# Canning question



## Freyadog (Jan 27, 2010)

I am getting ready to can a chicken dish minus the pasta and sour cream. 

This dish is pretty much chicken and tomato soup and tomato paste. It is real real thick. The tomato is stuck to the chicken. It is not moist at all(i.e. food is not sitting in any liquid). The sourcream when added makes it creamy.

OK now to the question. Since this dish is so thick should I add a couple of tb. spoon fulls of water to the quart jars before canning. I am trying to visualize what it would be like coming out of the canner with no added liquid. 

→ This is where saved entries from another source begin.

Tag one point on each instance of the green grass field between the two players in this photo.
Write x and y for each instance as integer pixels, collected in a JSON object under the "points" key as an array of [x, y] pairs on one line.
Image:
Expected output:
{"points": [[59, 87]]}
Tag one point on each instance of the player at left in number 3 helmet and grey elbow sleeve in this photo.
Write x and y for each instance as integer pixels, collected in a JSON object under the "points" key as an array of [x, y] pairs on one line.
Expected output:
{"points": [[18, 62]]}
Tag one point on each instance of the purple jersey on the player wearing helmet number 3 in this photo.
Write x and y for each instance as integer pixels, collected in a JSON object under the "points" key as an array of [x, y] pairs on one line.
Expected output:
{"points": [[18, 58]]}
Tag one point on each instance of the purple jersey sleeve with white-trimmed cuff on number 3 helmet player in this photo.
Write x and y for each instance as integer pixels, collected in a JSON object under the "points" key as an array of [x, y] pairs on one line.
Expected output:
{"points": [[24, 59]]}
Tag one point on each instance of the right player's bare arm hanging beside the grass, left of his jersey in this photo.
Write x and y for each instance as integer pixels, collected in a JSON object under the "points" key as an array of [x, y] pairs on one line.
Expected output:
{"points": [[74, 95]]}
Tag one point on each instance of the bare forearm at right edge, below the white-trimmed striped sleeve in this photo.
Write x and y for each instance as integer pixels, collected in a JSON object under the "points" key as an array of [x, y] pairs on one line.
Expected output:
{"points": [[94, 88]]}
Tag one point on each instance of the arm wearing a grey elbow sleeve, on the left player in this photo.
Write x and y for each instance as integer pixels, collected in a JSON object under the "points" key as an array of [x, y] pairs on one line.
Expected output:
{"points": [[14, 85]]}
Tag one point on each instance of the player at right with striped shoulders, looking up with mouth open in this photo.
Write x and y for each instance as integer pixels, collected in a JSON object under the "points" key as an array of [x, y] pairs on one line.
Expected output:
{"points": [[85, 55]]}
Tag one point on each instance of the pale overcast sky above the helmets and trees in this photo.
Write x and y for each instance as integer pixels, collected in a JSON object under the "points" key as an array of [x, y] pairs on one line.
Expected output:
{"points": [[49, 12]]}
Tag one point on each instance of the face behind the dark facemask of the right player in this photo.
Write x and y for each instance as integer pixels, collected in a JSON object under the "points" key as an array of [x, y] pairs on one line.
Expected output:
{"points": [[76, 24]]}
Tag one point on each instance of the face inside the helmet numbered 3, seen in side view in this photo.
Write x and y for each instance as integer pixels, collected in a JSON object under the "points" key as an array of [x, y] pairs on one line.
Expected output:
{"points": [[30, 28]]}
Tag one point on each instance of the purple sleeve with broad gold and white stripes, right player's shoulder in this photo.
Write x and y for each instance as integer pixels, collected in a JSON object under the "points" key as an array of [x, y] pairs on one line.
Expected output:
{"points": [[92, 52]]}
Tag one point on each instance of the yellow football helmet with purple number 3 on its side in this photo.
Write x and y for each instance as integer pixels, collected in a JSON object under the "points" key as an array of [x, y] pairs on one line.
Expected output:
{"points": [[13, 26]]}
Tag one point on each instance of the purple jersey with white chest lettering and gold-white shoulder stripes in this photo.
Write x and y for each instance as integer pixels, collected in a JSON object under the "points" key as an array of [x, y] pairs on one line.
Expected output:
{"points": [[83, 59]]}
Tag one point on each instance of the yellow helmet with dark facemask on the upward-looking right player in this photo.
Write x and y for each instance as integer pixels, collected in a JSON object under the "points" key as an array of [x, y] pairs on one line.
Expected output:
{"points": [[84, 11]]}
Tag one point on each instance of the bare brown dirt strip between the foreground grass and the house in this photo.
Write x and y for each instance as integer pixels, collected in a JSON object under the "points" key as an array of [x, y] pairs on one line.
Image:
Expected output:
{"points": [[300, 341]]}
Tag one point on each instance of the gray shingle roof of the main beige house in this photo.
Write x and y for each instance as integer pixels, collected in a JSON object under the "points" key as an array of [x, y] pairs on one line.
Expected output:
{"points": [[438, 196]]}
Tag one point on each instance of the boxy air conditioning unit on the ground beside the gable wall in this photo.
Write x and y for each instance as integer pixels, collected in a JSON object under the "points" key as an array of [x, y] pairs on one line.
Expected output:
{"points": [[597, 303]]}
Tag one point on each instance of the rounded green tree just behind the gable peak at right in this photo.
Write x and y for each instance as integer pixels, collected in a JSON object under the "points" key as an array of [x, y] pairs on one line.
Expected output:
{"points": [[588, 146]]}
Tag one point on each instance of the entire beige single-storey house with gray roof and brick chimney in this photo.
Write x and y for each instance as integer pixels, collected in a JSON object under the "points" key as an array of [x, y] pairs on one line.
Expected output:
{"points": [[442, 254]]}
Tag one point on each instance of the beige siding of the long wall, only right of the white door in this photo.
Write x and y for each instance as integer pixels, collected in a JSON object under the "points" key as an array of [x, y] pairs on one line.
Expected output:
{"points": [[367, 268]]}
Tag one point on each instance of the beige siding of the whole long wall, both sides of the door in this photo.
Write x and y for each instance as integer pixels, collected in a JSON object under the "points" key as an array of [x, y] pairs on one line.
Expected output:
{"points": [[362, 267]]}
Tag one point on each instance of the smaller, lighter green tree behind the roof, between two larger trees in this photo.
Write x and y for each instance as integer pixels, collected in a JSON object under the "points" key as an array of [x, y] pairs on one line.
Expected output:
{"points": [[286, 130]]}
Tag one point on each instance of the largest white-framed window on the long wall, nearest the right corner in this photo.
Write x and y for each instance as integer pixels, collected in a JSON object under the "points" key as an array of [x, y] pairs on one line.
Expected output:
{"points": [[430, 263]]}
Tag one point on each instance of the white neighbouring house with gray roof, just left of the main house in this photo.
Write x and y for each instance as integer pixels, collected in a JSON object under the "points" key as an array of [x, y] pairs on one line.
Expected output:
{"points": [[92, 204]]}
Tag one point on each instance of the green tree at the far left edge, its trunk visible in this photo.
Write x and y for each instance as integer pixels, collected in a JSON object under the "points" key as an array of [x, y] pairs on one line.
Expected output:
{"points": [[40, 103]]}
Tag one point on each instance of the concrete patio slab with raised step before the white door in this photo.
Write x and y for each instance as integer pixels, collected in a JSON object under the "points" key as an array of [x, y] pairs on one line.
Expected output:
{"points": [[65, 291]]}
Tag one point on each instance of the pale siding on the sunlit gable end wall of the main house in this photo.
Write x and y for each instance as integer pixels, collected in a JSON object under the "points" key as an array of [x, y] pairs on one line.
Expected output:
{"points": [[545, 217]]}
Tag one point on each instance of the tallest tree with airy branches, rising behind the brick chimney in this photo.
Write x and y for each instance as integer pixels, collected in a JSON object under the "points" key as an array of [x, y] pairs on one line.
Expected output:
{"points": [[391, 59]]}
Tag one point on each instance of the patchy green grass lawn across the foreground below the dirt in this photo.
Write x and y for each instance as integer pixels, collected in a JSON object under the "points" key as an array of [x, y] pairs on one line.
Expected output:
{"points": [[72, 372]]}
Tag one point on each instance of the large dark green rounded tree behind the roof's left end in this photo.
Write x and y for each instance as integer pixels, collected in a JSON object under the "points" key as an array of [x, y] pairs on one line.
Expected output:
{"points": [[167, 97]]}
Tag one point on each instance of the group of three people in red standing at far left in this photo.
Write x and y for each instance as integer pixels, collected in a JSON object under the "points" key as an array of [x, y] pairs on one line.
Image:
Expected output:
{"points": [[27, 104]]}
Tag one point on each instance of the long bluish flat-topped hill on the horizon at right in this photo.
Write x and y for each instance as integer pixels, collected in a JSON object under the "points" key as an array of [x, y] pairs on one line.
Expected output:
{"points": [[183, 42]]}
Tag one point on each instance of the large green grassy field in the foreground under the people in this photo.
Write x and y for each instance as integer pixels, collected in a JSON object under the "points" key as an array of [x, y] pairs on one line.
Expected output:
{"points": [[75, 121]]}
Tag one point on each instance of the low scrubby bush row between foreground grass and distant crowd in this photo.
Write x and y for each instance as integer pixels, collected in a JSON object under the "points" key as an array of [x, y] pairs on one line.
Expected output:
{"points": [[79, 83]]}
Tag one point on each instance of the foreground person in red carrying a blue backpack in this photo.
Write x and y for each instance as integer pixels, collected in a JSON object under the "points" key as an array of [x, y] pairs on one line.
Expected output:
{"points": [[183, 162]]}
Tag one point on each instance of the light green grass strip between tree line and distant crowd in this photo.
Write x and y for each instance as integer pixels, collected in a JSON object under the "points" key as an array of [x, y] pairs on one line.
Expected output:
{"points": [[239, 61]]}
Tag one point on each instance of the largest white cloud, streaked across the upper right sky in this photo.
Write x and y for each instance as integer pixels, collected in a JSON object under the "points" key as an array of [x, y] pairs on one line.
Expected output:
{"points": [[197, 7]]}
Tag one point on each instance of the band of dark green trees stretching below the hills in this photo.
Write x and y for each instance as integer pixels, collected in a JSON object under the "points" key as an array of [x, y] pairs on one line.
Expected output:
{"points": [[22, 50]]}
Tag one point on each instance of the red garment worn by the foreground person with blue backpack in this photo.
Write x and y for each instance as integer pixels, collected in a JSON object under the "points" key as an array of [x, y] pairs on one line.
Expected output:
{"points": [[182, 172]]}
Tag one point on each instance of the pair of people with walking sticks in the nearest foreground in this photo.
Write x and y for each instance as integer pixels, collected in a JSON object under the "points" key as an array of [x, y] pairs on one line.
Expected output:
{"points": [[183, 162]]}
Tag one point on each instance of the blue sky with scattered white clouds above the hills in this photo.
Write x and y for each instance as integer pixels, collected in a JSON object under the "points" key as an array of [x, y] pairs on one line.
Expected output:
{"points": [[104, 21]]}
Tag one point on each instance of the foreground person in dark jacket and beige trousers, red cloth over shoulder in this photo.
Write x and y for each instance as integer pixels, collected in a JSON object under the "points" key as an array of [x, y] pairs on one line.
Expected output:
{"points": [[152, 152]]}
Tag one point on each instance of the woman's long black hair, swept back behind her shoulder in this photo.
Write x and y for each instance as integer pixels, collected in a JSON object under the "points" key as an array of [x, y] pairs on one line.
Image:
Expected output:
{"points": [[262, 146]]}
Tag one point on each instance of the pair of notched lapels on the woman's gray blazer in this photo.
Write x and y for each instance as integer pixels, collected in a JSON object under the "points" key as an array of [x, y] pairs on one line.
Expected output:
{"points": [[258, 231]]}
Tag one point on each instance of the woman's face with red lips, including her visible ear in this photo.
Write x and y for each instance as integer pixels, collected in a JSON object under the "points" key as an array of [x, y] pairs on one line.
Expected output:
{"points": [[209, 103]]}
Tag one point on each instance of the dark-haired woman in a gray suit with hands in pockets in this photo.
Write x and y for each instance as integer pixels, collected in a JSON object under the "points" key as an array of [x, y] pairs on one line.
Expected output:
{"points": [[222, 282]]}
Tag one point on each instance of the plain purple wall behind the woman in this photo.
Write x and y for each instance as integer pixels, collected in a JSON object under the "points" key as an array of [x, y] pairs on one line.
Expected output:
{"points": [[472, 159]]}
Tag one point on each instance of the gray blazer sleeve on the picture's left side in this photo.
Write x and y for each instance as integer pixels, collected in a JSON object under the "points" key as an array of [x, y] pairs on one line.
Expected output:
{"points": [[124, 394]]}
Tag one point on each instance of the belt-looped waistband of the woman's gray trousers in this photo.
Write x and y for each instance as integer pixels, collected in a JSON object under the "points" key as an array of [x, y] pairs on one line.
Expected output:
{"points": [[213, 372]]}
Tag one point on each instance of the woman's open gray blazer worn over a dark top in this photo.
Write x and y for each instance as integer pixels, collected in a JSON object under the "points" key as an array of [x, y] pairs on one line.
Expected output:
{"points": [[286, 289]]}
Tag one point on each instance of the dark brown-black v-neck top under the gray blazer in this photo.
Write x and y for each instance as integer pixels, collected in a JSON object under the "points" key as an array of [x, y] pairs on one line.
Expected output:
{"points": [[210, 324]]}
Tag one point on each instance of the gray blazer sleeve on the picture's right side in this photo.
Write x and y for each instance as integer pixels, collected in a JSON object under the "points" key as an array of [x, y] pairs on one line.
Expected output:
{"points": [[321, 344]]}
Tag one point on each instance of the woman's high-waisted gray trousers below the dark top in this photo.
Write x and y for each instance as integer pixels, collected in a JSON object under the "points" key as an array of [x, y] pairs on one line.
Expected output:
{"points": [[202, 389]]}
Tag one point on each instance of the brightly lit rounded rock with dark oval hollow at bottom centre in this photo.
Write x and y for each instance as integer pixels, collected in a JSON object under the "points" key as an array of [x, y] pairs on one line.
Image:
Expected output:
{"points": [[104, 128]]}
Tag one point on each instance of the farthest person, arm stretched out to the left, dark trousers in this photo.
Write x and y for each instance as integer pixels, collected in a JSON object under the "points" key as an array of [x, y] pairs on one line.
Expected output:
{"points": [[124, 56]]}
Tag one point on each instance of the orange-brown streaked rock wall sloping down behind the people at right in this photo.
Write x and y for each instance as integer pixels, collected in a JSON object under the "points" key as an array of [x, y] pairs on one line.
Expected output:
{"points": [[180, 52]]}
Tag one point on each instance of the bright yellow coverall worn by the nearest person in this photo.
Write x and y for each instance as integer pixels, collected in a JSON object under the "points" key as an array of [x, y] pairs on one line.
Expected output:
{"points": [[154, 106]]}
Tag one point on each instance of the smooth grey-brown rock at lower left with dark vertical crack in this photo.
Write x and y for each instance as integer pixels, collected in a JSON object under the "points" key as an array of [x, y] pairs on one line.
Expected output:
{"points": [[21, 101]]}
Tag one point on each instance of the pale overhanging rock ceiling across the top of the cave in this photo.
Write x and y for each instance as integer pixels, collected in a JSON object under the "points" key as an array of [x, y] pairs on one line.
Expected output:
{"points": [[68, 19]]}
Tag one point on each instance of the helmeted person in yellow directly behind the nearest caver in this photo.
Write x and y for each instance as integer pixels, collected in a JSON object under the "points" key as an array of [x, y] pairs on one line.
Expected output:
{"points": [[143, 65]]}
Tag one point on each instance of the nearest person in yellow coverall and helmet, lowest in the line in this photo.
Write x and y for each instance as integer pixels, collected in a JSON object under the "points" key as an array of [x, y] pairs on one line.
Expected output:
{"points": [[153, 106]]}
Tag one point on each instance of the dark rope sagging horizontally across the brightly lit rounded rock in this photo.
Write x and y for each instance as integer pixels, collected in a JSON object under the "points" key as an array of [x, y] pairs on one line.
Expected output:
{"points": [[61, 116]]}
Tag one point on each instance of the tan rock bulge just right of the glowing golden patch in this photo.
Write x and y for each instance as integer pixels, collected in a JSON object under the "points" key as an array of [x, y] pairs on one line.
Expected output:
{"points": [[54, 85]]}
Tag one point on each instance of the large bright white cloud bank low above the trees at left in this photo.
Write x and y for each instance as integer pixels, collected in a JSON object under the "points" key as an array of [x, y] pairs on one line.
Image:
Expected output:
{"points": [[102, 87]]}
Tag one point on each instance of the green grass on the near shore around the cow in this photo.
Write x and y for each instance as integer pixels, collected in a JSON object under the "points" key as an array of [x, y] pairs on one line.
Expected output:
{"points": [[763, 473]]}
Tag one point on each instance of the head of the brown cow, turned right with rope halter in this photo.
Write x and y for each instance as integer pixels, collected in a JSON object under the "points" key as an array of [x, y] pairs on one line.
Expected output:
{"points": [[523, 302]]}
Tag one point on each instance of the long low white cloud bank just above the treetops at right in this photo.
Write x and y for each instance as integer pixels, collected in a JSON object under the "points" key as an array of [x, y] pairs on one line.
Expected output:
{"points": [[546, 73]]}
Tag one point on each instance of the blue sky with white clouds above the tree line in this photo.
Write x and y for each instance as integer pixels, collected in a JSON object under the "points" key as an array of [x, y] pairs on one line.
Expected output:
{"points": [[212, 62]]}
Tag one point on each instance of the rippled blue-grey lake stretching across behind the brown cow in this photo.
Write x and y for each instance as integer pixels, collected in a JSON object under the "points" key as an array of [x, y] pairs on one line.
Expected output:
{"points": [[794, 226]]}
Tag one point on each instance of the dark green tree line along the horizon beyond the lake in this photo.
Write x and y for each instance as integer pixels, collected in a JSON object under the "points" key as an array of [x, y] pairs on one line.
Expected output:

Or would it be ok just to can it as it is? Have never canned anything real thick like this before so really need some input. thanks.


----------



## camo2460 (Feb 10, 2013)

I think that if it was that thick I would add a little water or maybe chicken broth. That being said, is this dish intended as a soup or is it intended to be thick to put over rice or noodles?


----------



## Freyadog (Jan 27, 2010)

It is thinned with sour cream and shell noodles added. It is suppose to be thick but the sour cream does thin it out some so it won't be in a huge clump in your plate. No where near being soupy. The finished product is moderately thick and creamy. You eat it with a fork.


----------



## Woody (Nov 11, 2008)

I would err on the side of caution and add some water. I made a batch of chilie last week that was really thick. You could still spoon it and it would flatten out on the spoon. It turned out like paste, really, really thick. Now it piles on the spoon, I have to dilute each can. From now on I'm making it more like a soup because it thickened so much.


----------



## OldCootHillbilly (Jul 9, 2010)

Need ta thin it outa bit fer better heat distribution IMHO. Yall could always thicken it back up after ya open if need be.


----------



## weedygarden (Apr 27, 2011)

*Thin it out or*

If it were me, I would just can the chicken as usual and can the tomatoes separately.


----------